Nel libro vengono affrontati i principali nodi della questione, senza limitazioni cronologiche e geografiche. Dai misteri eleusini, legati all’assunzione di potenti sostanze psicoattive, all’ormai assodato condizionamento sociale attuato dalla CIA tramite la diffusione della cultura psichedelica. Particolarmente significative le pagine sul rapporto tra Freud e la cocaina. Freud era un tossicodipendente che esaltava l’uso della cocaina negandone, anche attraverso le sue pubblicazioni scientifiche (si veda il saggio Über Coca), gli effetti indesiderati. Il padre della psicanalisi credeva a tal punto in questa sostanza da somministrarla alla sua fidanzata – per rimediare alla sua eccessiva timidezza – e da consigliarla al caro amico Ernst von Fleischl-Marxow (il quale, seguendo le sue indicazioni mediche sul procedere con «terapie in forma di iniezioni sottocutanee di 0,03-0,05 g. pro dose, senza timore di aumentare eventualmente il dosaggio», morì di overdose). Con l’intelligente agilità del saggista di razza, la Plant sottolinea il peso che la tossicodipendenza di Freud ha svolto nell’elaborazione della psicanalisi: la psicoterapia apparve al suo creatore come il metodo migliore per riparare agli insostenibili sensi di colpa e ai tetri vuoti, tipici del drogato in astinenza, che egli stesso confessava nelle sue sconclusionate lettere alla compagna Martha Bernays (quando, per sua stessa ammissione, era reso «loquace» dalla cocaina assunta prima di scrivere).

Sadie Plant è una studiosa di eccezionale autonomia intellettuale, ed è nota, tra le altre cose, per aver cofondato con Nick Land la Cybernetic Culture Research Unit presso l’Università di Warwick; Writing on Drugs è un libro importante, scritto benissimo e pieno di arguzia. Forse, però, possiamo rilevare due difetti, uno direttamente ascrivibile alla ricerca svolta dalla Plant e, l’altro, di cui possiamo ritenere responsabile il clima culturale in cui si è formata. Il primo difetto: si poteva insistere di più sulla diffusione della droga tra i nazisti, non soltanto tra i soldati ma, soprattutto, tra gli alti dirigenti.
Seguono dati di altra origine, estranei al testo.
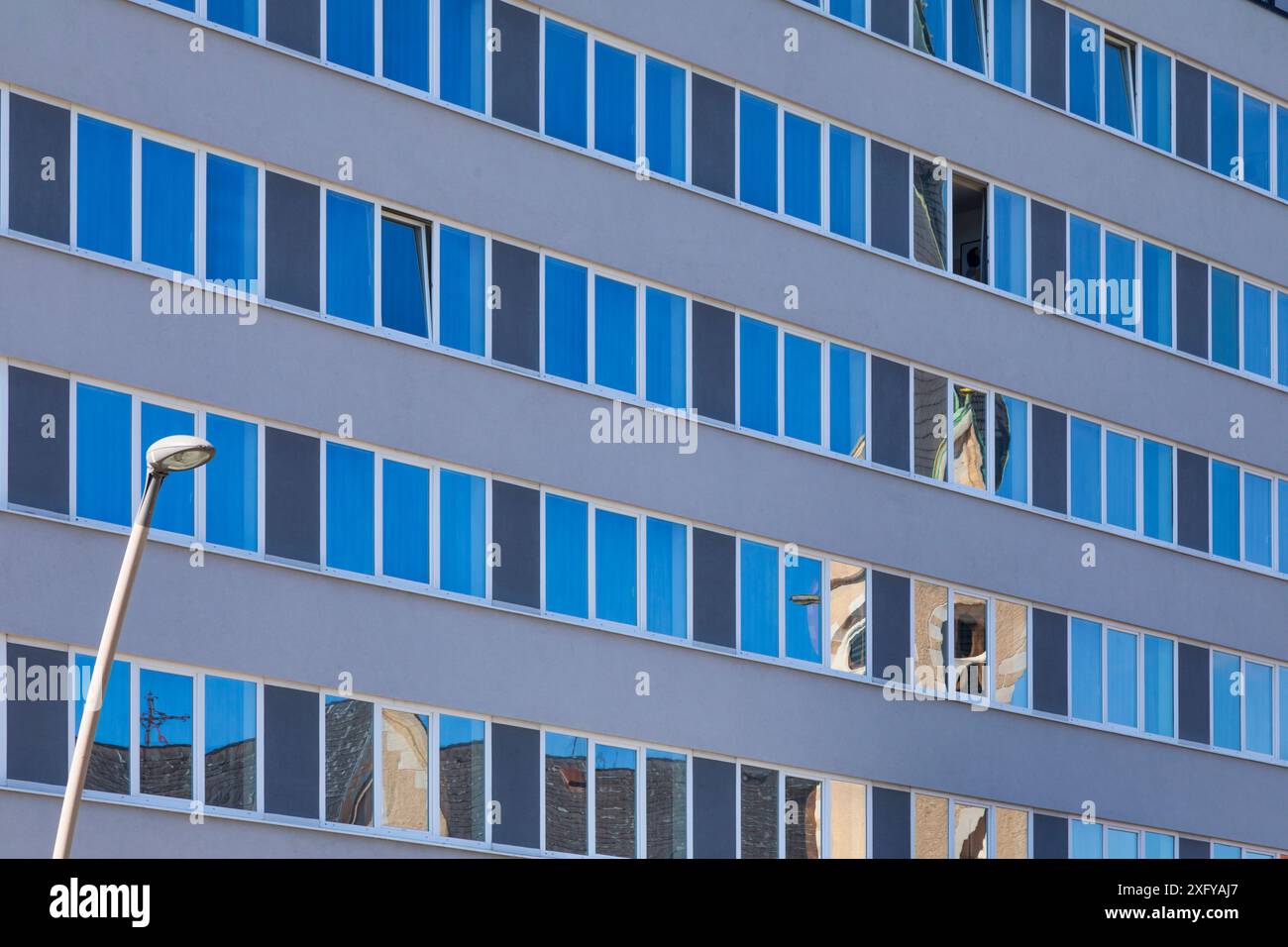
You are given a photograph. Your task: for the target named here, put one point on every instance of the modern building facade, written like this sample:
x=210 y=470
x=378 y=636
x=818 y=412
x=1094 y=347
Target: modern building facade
x=752 y=428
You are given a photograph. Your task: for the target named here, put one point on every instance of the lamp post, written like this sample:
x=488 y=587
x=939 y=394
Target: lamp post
x=166 y=457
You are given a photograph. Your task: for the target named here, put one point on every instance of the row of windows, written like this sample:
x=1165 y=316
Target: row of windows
x=368 y=264
x=733 y=142
x=76 y=449
x=1086 y=68
x=176 y=736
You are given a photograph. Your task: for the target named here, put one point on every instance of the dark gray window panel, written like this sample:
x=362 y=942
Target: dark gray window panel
x=1193 y=702
x=715 y=799
x=39 y=191
x=1047 y=53
x=516 y=785
x=712 y=363
x=892 y=608
x=295 y=25
x=291 y=235
x=1050 y=836
x=715 y=582
x=1050 y=459
x=1192 y=500
x=890 y=414
x=890 y=196
x=290 y=751
x=1192 y=114
x=1192 y=305
x=892 y=823
x=1194 y=848
x=291 y=491
x=890 y=20
x=712 y=136
x=1050 y=240
x=1050 y=663
x=38 y=728
x=516 y=530
x=515 y=78
x=38 y=464
x=516 y=321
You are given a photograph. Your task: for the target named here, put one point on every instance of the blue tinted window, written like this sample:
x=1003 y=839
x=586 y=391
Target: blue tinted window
x=1159 y=674
x=758 y=377
x=1256 y=142
x=349 y=258
x=1227 y=685
x=402 y=278
x=1256 y=519
x=668 y=575
x=1010 y=43
x=758 y=153
x=168 y=206
x=803 y=395
x=1157 y=98
x=349 y=514
x=103 y=187
x=614 y=334
x=566 y=82
x=1256 y=330
x=102 y=455
x=460 y=290
x=1085 y=669
x=351 y=34
x=804 y=585
x=1225 y=318
x=174 y=502
x=1157 y=292
x=616 y=567
x=232 y=215
x=1158 y=489
x=614 y=101
x=848 y=192
x=1120 y=479
x=1012 y=243
x=1225 y=127
x=462 y=24
x=1085 y=470
x=232 y=483
x=802 y=158
x=404 y=538
x=566 y=556
x=566 y=320
x=406 y=42
x=1083 y=268
x=759 y=598
x=1225 y=509
x=664 y=118
x=665 y=348
x=460 y=532
x=1083 y=68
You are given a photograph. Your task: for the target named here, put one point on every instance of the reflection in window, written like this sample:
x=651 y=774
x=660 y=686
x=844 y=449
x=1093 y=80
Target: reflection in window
x=803 y=817
x=231 y=745
x=462 y=772
x=666 y=804
x=349 y=764
x=165 y=735
x=614 y=801
x=849 y=617
x=759 y=812
x=404 y=770
x=110 y=754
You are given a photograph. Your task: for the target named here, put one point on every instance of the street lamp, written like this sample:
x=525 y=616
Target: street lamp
x=166 y=457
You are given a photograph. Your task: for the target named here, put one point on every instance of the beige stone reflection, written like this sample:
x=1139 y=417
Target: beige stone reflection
x=404 y=770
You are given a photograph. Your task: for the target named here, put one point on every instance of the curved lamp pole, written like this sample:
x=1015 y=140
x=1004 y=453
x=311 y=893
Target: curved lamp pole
x=167 y=455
Sono celebri le abitudini di Hermann Göring, un irriducibile morfinomane, così come il mix di vitamine, ormoni, metanfetamine, ossicodone e morfina assunto con regolarità da Hitler. Approfondire questo aspetto porterebbe a comprendere qualcosa in più anche sull’origine di certi comportamenti, di certe politiche, di certi stati di spirito. Il secondo difetto: il libro tradisce un fascino eccessivo tributato a queste sostanze. In tal senso, lo studio della Plant può essere avvicinato a Trainspotting di Danny Boyle: un film perfetto, tanto realistico nella crudezza con cui racconta la dipendenza, quanto inverosimile nel fascino che attribuisce ai protagonisti. I drogati sono privi di qualsiasi fascino e, se ne hanno alcuno, lo hanno a prescindere dalla droga. Sarebbe un grave errore credere che Baudelaire sia diventato Baudelaire grazie all’hashish e non nonostante l’hashish). Del resto, Ernst Jünger, che certo non mancava di anticonformismo o di coraggio, dopo svariate avventure con le sostanze – i cui resoconti sono raccolti in Avvicinamenti – giunse alla conclusione per cui gli esperimenti con la droga «portano su strade davvero pericolose», aprendo stanze oscure che sarebbe bene restassero chiuse. Per inciso, fu proprio Jünger a provare la Dietilammide dell’Acido Lisergico (LSD), insieme all’amico Albert Hofmann, il chimico che l’aveva sintetizzata per la prima volta.

Un’ultima inquietante constatazione: leggendo il libro della Plant ci impressiona come svariate droghe – tra cui oppio, metanfetamine e cocaina – siano state, almeno in una fase iniziale, sostenute dalle industrie farmaceutiche, che ne determinarono il successo nascondendone gli effetti collaterali.